In the 1980s it was a powerful German institution, a position cemented after the Second World War through the sheer willpower of its long-serving chairman Hermann Josef Abs. 


It gained a unique position at home, unchallenged as the hausbank for many of the country’s leading corporations through cross-shareholdings and reciprocal board seats. 



But because the savings banks and the Landesbanks were not answerable to public shareholders and pursued a social mandate rather than a financial one, Deutsche never had the fallback of a profitable domestic retail business to extract profits from. It had to set out to partner its German clients with commercial banking services outside Germany.


But it faced the same problem then that it does today. US investment banks, bolstered by profits from their own high-margin and yet impenetrable home market, began making inroads into M&A and capital markets for German clients not only abroad, but even at home in Germany.

Deutsche Bank knew it had to build investment banking in a defensive way, to protect its home market and see off the invaders. In 1990 it made a false start, buying Morgan Grenfell, hiring high-cost and sometimes temperamental M&A advisers uniquely unsuited to working alongside German commercial bankers wedded to process and consensus management. It spat them out. 



 

Almost at once it realized it had to try again. Instead of M&A prima donnas, it hired in market traders to which powerful German figures like Rolf Breuer and Ulrich Cartellieri, who had each run FX and rates trading in Germany, could at least relate. It hired Edson Mitchell from Merrill Lynch and a stellar cast of traders and derivatives rocket scientists like Anshu Jain, brought in on guaranteed bonuses at vast expense. For over a decade these bankers built a derivatives trading powerhouse and a cash markets flow monster. Former Warburg banker Michael Cohrs built up the equity capital markets and M&A franchises to sit alongside them. 

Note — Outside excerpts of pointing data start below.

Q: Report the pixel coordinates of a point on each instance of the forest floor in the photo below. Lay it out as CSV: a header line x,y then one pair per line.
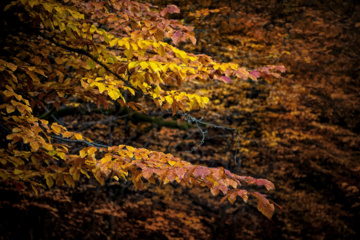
x,y
301,132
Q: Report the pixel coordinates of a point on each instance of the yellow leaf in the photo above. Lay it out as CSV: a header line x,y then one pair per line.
x,y
172,163
169,99
35,190
114,93
55,127
17,171
129,53
113,42
144,65
82,153
49,181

It seemed to be winning, although it perhaps enriched a generation of bankers far more than it did shareholders. But it almost looked easy.

Instead of being beaten out of sight by the Americans, it started to acquire them. In 1998 it bought Bankers Trust, the ultimate derivatives house.



 

Going into Deutsche Bank in those days was an adventure for financial journalists, a chance to be bewildered by the derivatives jargon of the rocket scientists, who insisted that the bank was helping clients to take on their desired market exposures and to manage their risks by letting them avail themselves of Deutsche’s own balance sheet and bespoke products.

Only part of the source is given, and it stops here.